Tem algo nessa fita que me atrai. Não seu
proprietário. Só sua mera existência. Eu me sinto nostálgico, de certa maneira,
ao olhar para essa fita.
Ligo
o estéreo na tomada e insiro a fita. O LCD azul se acende. Carregando, ele diz.
Três pontos em um ciclo eterno, surgindo e ressurgindo.
Tudo
se torna escuro.
Eu vejo, através da janela de meu
quarto, um poste de luz. A luz é de um amarelo intenso. Atrás de minha cabeça,
na parede, um retângulo amarelo. Luz em uma forma bidimensional. Um ventilador
no canto, em velocidade média, refresca o quarto. Todo o caminho para direita e
depois de volta para a esquerda. A TV na estante onde está o estéreo está
desligada. Em sua superfície, um reflexo do mundo envolto em escuridão.

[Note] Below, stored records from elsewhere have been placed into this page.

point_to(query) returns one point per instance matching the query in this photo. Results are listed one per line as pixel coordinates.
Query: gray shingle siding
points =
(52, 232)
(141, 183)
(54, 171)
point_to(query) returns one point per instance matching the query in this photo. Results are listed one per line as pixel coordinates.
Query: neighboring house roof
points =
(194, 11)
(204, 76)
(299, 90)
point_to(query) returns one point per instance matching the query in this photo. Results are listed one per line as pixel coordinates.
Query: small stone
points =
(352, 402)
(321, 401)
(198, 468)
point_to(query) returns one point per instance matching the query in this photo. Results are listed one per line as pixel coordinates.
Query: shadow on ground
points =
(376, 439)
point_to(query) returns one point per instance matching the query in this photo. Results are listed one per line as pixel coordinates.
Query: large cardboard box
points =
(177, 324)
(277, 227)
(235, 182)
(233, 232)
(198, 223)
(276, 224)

Não
posso ver nem a mim nem ao quarto na escuridão. Apenas a luz. Sempre a luz.
Eu
olho para a floresta na distância e digo para mim mesmo:
—
Eu deveria estar ali, não deveria?
Sim,
eu deveria. Uma torre de comunicação, uma luz vermelha piscando em seu topo, me
convidando. Tem algo bom aqui, você pergunta? Sim, tem, responde a luz
vermelha. Seu pai já a encontrou. Você pode encontrar também. O piscar é um
pouco estranho. Sem ritmo. Seria morse?
-.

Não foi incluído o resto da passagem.